Breastfeeding: What I Would Do Differently

Disclosure :: World Breastfeeding Week is recognized August 1 – 7, 2015. This year, World Breastfeeding Weekcalls for concerted global action to support women to combine breastfeeding and work. Whether a woman is working in the formal, non-formal or home setting, it is necessary that she is empowered in claiming her and her baby’s right to breastfeed. Our World Breastfeeding Week series is sponsored by Touro Infirmary.

Breastfeeding … what seemed like it should be the most intuitive and natural experience of my life just simply wasn’t. It was a time filled with a lot of confusion, tears, self doubt, but above all worry. I was in awe of my body during pregnancy – it seemed to know exactly what to do to grow a perfect life and deliver that life into the world. It was as if that same body that I was in awe of turned on me in my attempt to feed my son. I felt broken, and it was a very dark struggle. I’ve written about my breastfeeding journey before, but now that my husband and I are starting to consider number two, it made me realize that I would do a few things differently the next go around.

Find a support group early

My preparation for breastfeeding before having my son included listening to podcasts, watching YouTube videos, reading articles, and attending a class at a baby friendly hospital. After I started having trouble feeding my son, a friend added me to a private Facebook support group. I learned more from these women than all of my other preparation combined. So much of being successful with breastfeeding is surrounding yourself with a good support system because giving up is too easy! They offered real time troubleshooting and understanding, and there was inevitably someone who was having a similar experience who could relate. I wished that I had known about all the things I learned from the very beginning. So, whether it’s attending La Leche League meetings or receiving virtual support, the next time I will seek out support while I’m still pregnant.

Don’t let a sleeping baby sleep

breastfeeding differently featured imageI got some advice early on to not wake my sleeping baby to feed him. I also got the advice to sleep when my baby sleeps. The problem was, my baby liked to sleep … a lot. I took the opportunity to get some rest myself, but what I didn’t know was that all that rest, especially in the early weeks, was destroying my supply. I know now that the first two weeks are critical to establishing supply. I also know that babies are much more efficient at emptying the breast than a pump. Because I know that I am prone to low supply, I will wake my sleeping baby every two hours the next go around, at least for the first few weeks!

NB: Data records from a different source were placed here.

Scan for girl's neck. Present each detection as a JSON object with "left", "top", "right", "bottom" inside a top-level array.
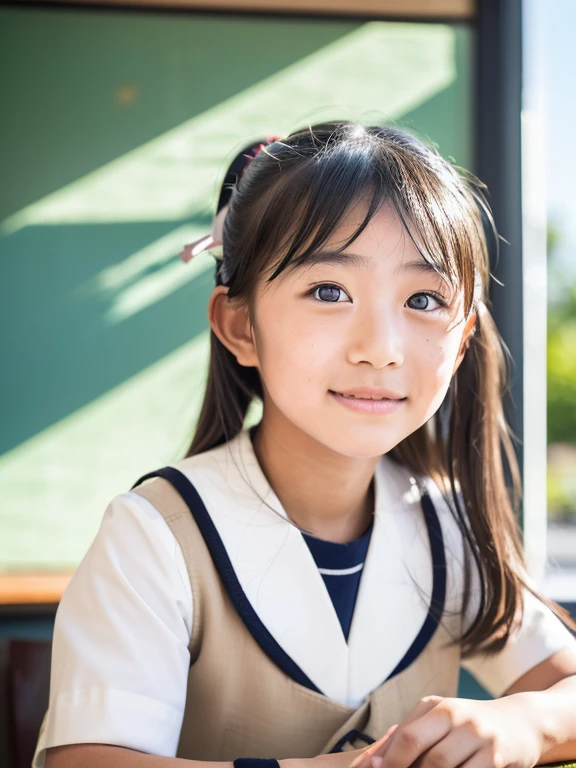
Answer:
[{"left": 252, "top": 413, "right": 380, "bottom": 543}]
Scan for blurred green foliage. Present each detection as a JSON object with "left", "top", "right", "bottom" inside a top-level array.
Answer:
[
  {"left": 547, "top": 222, "right": 576, "bottom": 445},
  {"left": 548, "top": 285, "right": 576, "bottom": 444},
  {"left": 547, "top": 224, "right": 576, "bottom": 521}
]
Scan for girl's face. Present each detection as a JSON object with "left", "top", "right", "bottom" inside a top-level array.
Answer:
[{"left": 227, "top": 201, "right": 475, "bottom": 458}]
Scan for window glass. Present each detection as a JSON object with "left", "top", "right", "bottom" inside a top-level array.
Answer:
[{"left": 534, "top": 0, "right": 576, "bottom": 604}]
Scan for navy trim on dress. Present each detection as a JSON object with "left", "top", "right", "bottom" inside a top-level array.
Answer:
[
  {"left": 132, "top": 467, "right": 325, "bottom": 695},
  {"left": 131, "top": 467, "right": 446, "bottom": 696},
  {"left": 386, "top": 491, "right": 446, "bottom": 680}
]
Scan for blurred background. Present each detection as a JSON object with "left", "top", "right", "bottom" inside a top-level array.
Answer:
[{"left": 0, "top": 0, "right": 576, "bottom": 756}]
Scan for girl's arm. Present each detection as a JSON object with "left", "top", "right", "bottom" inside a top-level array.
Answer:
[{"left": 45, "top": 744, "right": 364, "bottom": 768}]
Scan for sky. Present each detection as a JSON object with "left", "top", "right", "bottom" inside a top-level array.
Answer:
[{"left": 536, "top": 0, "right": 576, "bottom": 260}]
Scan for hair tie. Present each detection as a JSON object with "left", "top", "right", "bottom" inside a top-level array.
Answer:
[{"left": 179, "top": 136, "right": 280, "bottom": 263}]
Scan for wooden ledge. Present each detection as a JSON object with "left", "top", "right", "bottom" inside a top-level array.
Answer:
[
  {"left": 18, "top": 0, "right": 477, "bottom": 21},
  {"left": 0, "top": 571, "right": 72, "bottom": 605}
]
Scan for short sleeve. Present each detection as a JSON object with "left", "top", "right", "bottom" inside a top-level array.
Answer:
[
  {"left": 461, "top": 568, "right": 576, "bottom": 698},
  {"left": 32, "top": 493, "right": 192, "bottom": 768}
]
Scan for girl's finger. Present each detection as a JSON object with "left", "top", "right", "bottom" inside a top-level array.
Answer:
[
  {"left": 413, "top": 728, "right": 480, "bottom": 768},
  {"left": 348, "top": 723, "right": 398, "bottom": 768},
  {"left": 377, "top": 710, "right": 451, "bottom": 768},
  {"left": 370, "top": 696, "right": 442, "bottom": 757}
]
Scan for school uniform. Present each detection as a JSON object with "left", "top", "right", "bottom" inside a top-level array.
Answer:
[{"left": 33, "top": 430, "right": 576, "bottom": 768}]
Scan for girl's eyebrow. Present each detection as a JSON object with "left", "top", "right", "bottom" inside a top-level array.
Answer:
[{"left": 298, "top": 251, "right": 446, "bottom": 279}]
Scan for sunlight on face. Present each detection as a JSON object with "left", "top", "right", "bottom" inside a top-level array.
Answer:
[{"left": 254, "top": 201, "right": 464, "bottom": 457}]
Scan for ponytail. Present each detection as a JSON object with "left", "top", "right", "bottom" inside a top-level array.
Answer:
[
  {"left": 390, "top": 302, "right": 576, "bottom": 658},
  {"left": 186, "top": 330, "right": 262, "bottom": 458}
]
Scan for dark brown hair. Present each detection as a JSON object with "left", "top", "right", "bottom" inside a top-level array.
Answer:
[{"left": 187, "top": 121, "right": 576, "bottom": 658}]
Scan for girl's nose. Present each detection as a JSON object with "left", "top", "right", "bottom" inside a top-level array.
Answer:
[{"left": 348, "top": 312, "right": 405, "bottom": 368}]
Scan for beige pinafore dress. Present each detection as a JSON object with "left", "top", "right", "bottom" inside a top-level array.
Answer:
[{"left": 133, "top": 467, "right": 461, "bottom": 761}]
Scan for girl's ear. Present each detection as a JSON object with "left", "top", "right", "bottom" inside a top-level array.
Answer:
[
  {"left": 208, "top": 285, "right": 258, "bottom": 367},
  {"left": 452, "top": 312, "right": 476, "bottom": 376}
]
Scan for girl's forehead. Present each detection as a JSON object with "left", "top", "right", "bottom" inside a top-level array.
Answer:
[{"left": 322, "top": 206, "right": 424, "bottom": 267}]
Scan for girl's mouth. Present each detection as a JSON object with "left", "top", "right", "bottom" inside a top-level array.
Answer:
[{"left": 328, "top": 390, "right": 407, "bottom": 414}]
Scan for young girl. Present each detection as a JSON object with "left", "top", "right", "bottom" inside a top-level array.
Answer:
[{"left": 34, "top": 122, "right": 576, "bottom": 768}]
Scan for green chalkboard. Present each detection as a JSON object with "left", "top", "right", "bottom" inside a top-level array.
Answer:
[{"left": 0, "top": 7, "right": 472, "bottom": 573}]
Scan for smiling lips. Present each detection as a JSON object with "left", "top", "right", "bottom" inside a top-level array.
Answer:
[{"left": 330, "top": 387, "right": 407, "bottom": 414}]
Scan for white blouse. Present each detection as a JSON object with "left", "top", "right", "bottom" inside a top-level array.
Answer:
[{"left": 33, "top": 430, "right": 576, "bottom": 768}]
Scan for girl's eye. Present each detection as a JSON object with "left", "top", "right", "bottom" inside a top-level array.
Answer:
[
  {"left": 408, "top": 293, "right": 447, "bottom": 312},
  {"left": 312, "top": 283, "right": 350, "bottom": 304}
]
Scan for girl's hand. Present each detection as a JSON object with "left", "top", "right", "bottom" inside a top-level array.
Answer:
[{"left": 350, "top": 694, "right": 543, "bottom": 768}]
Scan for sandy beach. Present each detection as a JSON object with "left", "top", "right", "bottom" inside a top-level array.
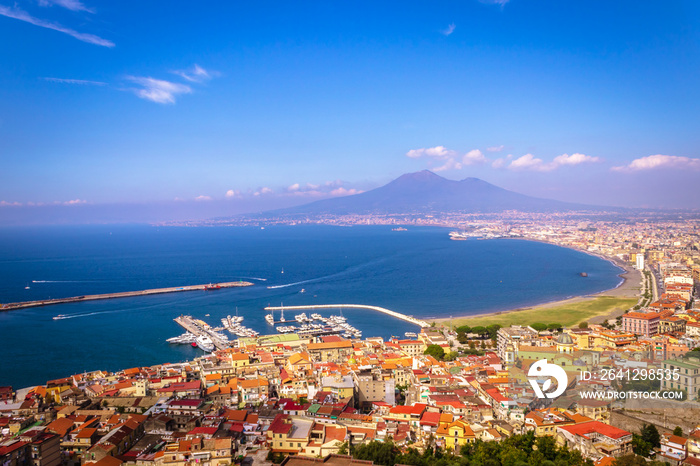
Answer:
[{"left": 430, "top": 243, "right": 642, "bottom": 324}]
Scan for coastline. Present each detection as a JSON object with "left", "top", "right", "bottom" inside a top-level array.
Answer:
[{"left": 428, "top": 238, "right": 643, "bottom": 324}]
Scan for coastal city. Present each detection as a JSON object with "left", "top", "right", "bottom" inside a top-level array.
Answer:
[
  {"left": 0, "top": 0, "right": 700, "bottom": 466},
  {"left": 0, "top": 214, "right": 700, "bottom": 466}
]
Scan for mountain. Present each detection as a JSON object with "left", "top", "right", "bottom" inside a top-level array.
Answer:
[{"left": 267, "top": 170, "right": 604, "bottom": 215}]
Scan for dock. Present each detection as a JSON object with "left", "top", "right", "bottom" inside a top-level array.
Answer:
[
  {"left": 0, "top": 281, "right": 253, "bottom": 311},
  {"left": 174, "top": 316, "right": 229, "bottom": 350},
  {"left": 265, "top": 304, "right": 430, "bottom": 327}
]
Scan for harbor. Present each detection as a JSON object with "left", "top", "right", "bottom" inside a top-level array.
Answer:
[
  {"left": 0, "top": 281, "right": 253, "bottom": 311},
  {"left": 173, "top": 316, "right": 229, "bottom": 353},
  {"left": 265, "top": 304, "right": 430, "bottom": 328}
]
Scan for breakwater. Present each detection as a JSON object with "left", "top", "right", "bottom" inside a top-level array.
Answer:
[
  {"left": 265, "top": 304, "right": 430, "bottom": 327},
  {"left": 0, "top": 281, "right": 253, "bottom": 311}
]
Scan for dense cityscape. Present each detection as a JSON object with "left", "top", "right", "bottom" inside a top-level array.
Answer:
[{"left": 0, "top": 213, "right": 700, "bottom": 466}]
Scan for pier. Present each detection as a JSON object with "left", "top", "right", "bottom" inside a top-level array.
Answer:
[
  {"left": 265, "top": 304, "right": 430, "bottom": 327},
  {"left": 174, "top": 316, "right": 229, "bottom": 350},
  {"left": 0, "top": 281, "right": 253, "bottom": 311}
]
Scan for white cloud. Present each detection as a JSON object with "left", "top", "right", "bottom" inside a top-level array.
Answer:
[
  {"left": 173, "top": 63, "right": 212, "bottom": 83},
  {"left": 433, "top": 159, "right": 462, "bottom": 172},
  {"left": 41, "top": 78, "right": 107, "bottom": 86},
  {"left": 126, "top": 76, "right": 192, "bottom": 104},
  {"left": 330, "top": 186, "right": 362, "bottom": 196},
  {"left": 462, "top": 149, "right": 487, "bottom": 165},
  {"left": 406, "top": 146, "right": 457, "bottom": 159},
  {"left": 508, "top": 153, "right": 600, "bottom": 172},
  {"left": 406, "top": 146, "right": 488, "bottom": 172},
  {"left": 0, "top": 5, "right": 114, "bottom": 47},
  {"left": 441, "top": 23, "right": 457, "bottom": 36},
  {"left": 552, "top": 153, "right": 600, "bottom": 168},
  {"left": 226, "top": 189, "right": 241, "bottom": 199},
  {"left": 479, "top": 0, "right": 510, "bottom": 8},
  {"left": 39, "top": 0, "right": 95, "bottom": 13},
  {"left": 508, "top": 154, "right": 551, "bottom": 171},
  {"left": 612, "top": 154, "right": 700, "bottom": 171}
]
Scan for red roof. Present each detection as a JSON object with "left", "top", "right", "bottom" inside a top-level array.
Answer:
[{"left": 560, "top": 421, "right": 632, "bottom": 440}]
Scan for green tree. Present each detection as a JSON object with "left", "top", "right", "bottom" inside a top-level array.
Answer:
[
  {"left": 641, "top": 424, "right": 661, "bottom": 448},
  {"left": 423, "top": 345, "right": 445, "bottom": 361}
]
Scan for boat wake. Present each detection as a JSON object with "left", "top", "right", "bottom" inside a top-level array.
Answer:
[
  {"left": 267, "top": 257, "right": 388, "bottom": 290},
  {"left": 32, "top": 280, "right": 97, "bottom": 283},
  {"left": 53, "top": 304, "right": 162, "bottom": 320}
]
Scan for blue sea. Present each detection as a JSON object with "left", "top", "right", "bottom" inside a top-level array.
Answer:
[{"left": 0, "top": 226, "right": 621, "bottom": 388}]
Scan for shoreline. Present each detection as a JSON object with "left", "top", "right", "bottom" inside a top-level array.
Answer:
[{"left": 432, "top": 237, "right": 643, "bottom": 324}]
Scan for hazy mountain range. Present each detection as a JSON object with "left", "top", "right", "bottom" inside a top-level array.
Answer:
[{"left": 264, "top": 170, "right": 609, "bottom": 216}]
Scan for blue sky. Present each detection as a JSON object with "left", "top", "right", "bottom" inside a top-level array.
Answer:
[{"left": 0, "top": 0, "right": 700, "bottom": 221}]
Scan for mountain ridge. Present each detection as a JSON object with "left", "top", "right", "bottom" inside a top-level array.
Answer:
[{"left": 254, "top": 170, "right": 610, "bottom": 216}]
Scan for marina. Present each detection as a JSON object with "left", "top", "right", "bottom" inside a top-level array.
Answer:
[
  {"left": 174, "top": 316, "right": 229, "bottom": 353},
  {"left": 0, "top": 281, "right": 253, "bottom": 311},
  {"left": 265, "top": 304, "right": 430, "bottom": 327}
]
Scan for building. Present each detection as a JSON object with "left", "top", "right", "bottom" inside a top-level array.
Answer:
[
  {"left": 351, "top": 369, "right": 396, "bottom": 408},
  {"left": 622, "top": 312, "right": 660, "bottom": 337},
  {"left": 496, "top": 325, "right": 538, "bottom": 364},
  {"left": 661, "top": 356, "right": 700, "bottom": 401}
]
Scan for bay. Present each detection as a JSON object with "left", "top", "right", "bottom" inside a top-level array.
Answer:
[{"left": 0, "top": 225, "right": 621, "bottom": 388}]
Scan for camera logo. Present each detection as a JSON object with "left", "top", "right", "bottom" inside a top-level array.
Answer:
[{"left": 527, "top": 359, "right": 568, "bottom": 398}]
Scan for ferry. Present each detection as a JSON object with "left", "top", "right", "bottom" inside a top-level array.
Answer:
[{"left": 192, "top": 335, "right": 215, "bottom": 353}]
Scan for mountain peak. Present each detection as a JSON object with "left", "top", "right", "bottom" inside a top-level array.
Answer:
[{"left": 260, "top": 170, "right": 600, "bottom": 215}]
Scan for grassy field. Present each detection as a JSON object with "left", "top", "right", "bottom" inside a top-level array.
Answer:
[{"left": 442, "top": 296, "right": 637, "bottom": 327}]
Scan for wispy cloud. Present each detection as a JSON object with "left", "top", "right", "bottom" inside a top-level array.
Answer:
[
  {"left": 479, "top": 0, "right": 510, "bottom": 8},
  {"left": 462, "top": 149, "right": 486, "bottom": 165},
  {"left": 173, "top": 64, "right": 215, "bottom": 83},
  {"left": 0, "top": 5, "right": 114, "bottom": 47},
  {"left": 39, "top": 0, "right": 95, "bottom": 13},
  {"left": 406, "top": 146, "right": 457, "bottom": 159},
  {"left": 41, "top": 78, "right": 107, "bottom": 86},
  {"left": 611, "top": 154, "right": 700, "bottom": 172},
  {"left": 440, "top": 23, "right": 457, "bottom": 36},
  {"left": 506, "top": 153, "right": 600, "bottom": 172},
  {"left": 406, "top": 146, "right": 488, "bottom": 172},
  {"left": 126, "top": 76, "right": 192, "bottom": 104},
  {"left": 226, "top": 189, "right": 241, "bottom": 199}
]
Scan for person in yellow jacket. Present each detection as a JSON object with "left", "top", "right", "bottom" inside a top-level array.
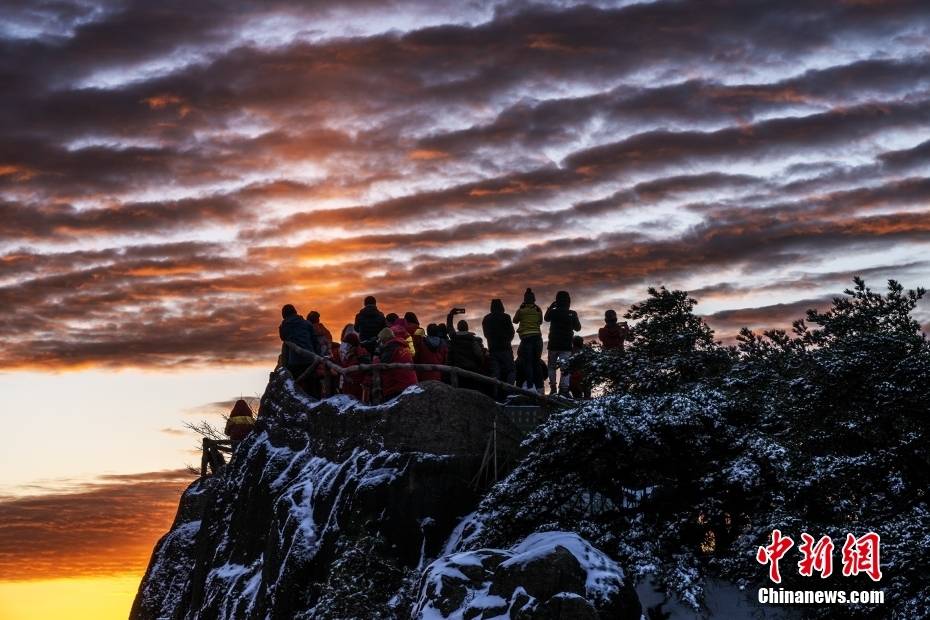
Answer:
[
  {"left": 223, "top": 399, "right": 255, "bottom": 441},
  {"left": 513, "top": 288, "right": 543, "bottom": 390}
]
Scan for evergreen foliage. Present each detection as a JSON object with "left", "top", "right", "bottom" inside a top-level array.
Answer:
[{"left": 469, "top": 278, "right": 930, "bottom": 618}]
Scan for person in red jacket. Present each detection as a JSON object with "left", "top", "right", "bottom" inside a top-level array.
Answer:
[
  {"left": 375, "top": 327, "right": 417, "bottom": 401},
  {"left": 413, "top": 323, "right": 449, "bottom": 381},
  {"left": 597, "top": 310, "right": 633, "bottom": 352},
  {"left": 339, "top": 330, "right": 371, "bottom": 401}
]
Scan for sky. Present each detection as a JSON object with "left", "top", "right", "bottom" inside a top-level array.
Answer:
[{"left": 0, "top": 0, "right": 930, "bottom": 618}]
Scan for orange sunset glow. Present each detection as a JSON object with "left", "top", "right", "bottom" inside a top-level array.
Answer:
[{"left": 0, "top": 0, "right": 930, "bottom": 620}]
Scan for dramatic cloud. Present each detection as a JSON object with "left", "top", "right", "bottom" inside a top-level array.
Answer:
[
  {"left": 0, "top": 0, "right": 930, "bottom": 368},
  {"left": 0, "top": 470, "right": 192, "bottom": 580}
]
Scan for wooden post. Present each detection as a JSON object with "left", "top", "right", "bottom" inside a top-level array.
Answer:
[
  {"left": 200, "top": 437, "right": 207, "bottom": 478},
  {"left": 371, "top": 367, "right": 381, "bottom": 405}
]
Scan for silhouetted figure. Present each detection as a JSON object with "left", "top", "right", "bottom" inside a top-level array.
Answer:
[
  {"left": 513, "top": 288, "right": 546, "bottom": 390},
  {"left": 446, "top": 308, "right": 487, "bottom": 392},
  {"left": 355, "top": 295, "right": 387, "bottom": 353},
  {"left": 278, "top": 304, "right": 320, "bottom": 393},
  {"left": 568, "top": 336, "right": 591, "bottom": 399},
  {"left": 223, "top": 399, "right": 255, "bottom": 441},
  {"left": 543, "top": 291, "right": 581, "bottom": 396},
  {"left": 413, "top": 323, "right": 449, "bottom": 381},
  {"left": 481, "top": 299, "right": 517, "bottom": 394},
  {"left": 375, "top": 327, "right": 417, "bottom": 400},
  {"left": 339, "top": 329, "right": 371, "bottom": 402},
  {"left": 597, "top": 310, "right": 633, "bottom": 351}
]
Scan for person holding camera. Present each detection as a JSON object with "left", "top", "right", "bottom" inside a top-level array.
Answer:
[
  {"left": 543, "top": 291, "right": 581, "bottom": 396},
  {"left": 513, "top": 288, "right": 545, "bottom": 393},
  {"left": 481, "top": 299, "right": 516, "bottom": 385},
  {"left": 597, "top": 310, "right": 633, "bottom": 353}
]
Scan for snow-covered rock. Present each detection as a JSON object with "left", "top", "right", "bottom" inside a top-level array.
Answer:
[
  {"left": 414, "top": 532, "right": 641, "bottom": 620},
  {"left": 131, "top": 371, "right": 532, "bottom": 619}
]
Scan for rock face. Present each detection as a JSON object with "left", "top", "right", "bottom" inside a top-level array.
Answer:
[{"left": 130, "top": 371, "right": 639, "bottom": 619}]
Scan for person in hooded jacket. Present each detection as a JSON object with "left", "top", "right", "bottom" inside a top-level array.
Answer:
[
  {"left": 446, "top": 310, "right": 484, "bottom": 373},
  {"left": 375, "top": 327, "right": 417, "bottom": 401},
  {"left": 597, "top": 310, "right": 633, "bottom": 353},
  {"left": 543, "top": 291, "right": 581, "bottom": 396},
  {"left": 339, "top": 329, "right": 371, "bottom": 402},
  {"left": 307, "top": 310, "right": 333, "bottom": 357},
  {"left": 413, "top": 323, "right": 449, "bottom": 381},
  {"left": 481, "top": 299, "right": 516, "bottom": 385},
  {"left": 513, "top": 288, "right": 545, "bottom": 390},
  {"left": 568, "top": 336, "right": 591, "bottom": 399},
  {"left": 278, "top": 304, "right": 320, "bottom": 390},
  {"left": 404, "top": 312, "right": 426, "bottom": 337},
  {"left": 355, "top": 295, "right": 387, "bottom": 352},
  {"left": 223, "top": 398, "right": 255, "bottom": 442},
  {"left": 385, "top": 312, "right": 416, "bottom": 357},
  {"left": 307, "top": 310, "right": 338, "bottom": 396}
]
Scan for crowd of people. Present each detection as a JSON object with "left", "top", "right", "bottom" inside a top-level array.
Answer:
[{"left": 279, "top": 288, "right": 630, "bottom": 402}]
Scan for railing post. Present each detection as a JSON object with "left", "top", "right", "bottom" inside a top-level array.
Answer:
[
  {"left": 371, "top": 367, "right": 381, "bottom": 405},
  {"left": 200, "top": 437, "right": 208, "bottom": 478}
]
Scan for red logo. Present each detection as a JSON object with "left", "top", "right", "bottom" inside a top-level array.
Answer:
[{"left": 756, "top": 530, "right": 882, "bottom": 583}]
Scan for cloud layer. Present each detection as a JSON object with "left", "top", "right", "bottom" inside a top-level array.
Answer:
[
  {"left": 0, "top": 0, "right": 930, "bottom": 369},
  {"left": 0, "top": 470, "right": 191, "bottom": 581}
]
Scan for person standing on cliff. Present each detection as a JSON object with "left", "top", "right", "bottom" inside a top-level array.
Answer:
[
  {"left": 597, "top": 310, "right": 633, "bottom": 353},
  {"left": 355, "top": 295, "right": 387, "bottom": 353},
  {"left": 513, "top": 288, "right": 544, "bottom": 390},
  {"left": 543, "top": 291, "right": 581, "bottom": 396},
  {"left": 374, "top": 327, "right": 417, "bottom": 401},
  {"left": 278, "top": 304, "right": 320, "bottom": 391},
  {"left": 481, "top": 299, "right": 516, "bottom": 392}
]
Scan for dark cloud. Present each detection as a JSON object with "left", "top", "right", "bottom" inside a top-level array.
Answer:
[{"left": 0, "top": 0, "right": 930, "bottom": 368}]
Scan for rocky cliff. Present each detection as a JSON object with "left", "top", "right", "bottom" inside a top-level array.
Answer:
[{"left": 131, "top": 371, "right": 641, "bottom": 619}]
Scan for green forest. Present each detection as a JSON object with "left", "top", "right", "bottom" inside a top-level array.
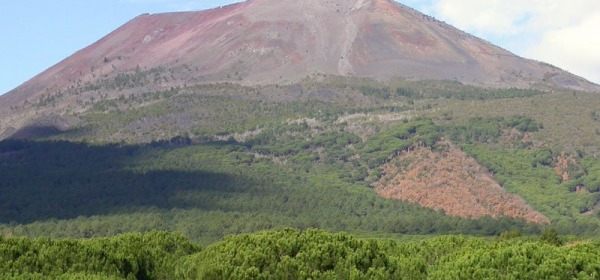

Throw modesty out the window

Breastfeeding my summer baby under a cover was a logistical nightmare. Covers are hot and awkward, plus simply looking at your child can trigger hormonal responses that help with let down. I couldn’t see him because I was keeping him covered! Even when friends or family came to the house, I felt like I needed to go in another room or cover up. I know now that breastfeeding without a cover doesn’t have to be graphic, and if someone views it as sexual or obscene, that’s their problem!

Try to relax more

This may be easier said than done. My supply issue was a vicious cycle. First, I worried that my baby wasn’t getting enough, but being wracked with guilt just seemed to make the supply worse! It surprised me how psychological breastfeeding can be! Perhaps instead of hooking myself up to a double electric pump for 20 minutes to do some “power pumping” to boost my supply, I should have eaten some chocolate and taken a bath.

At the end of the day, while there are things I would do differently, I will be ok if I experience the same outcome and decide to formula feed my baby. I was TERRIFIED of formula with my first. I sobbed when I fed him his first bottle, and I worried about how it would affect his health and development. Fast forward, and my 22 month old has been sick less than a handful of times and he impresses me every day with how smart he is.

While I hope to be able to breastfeed my next with less difficulty, I know now that choosing formula is not the end of the world.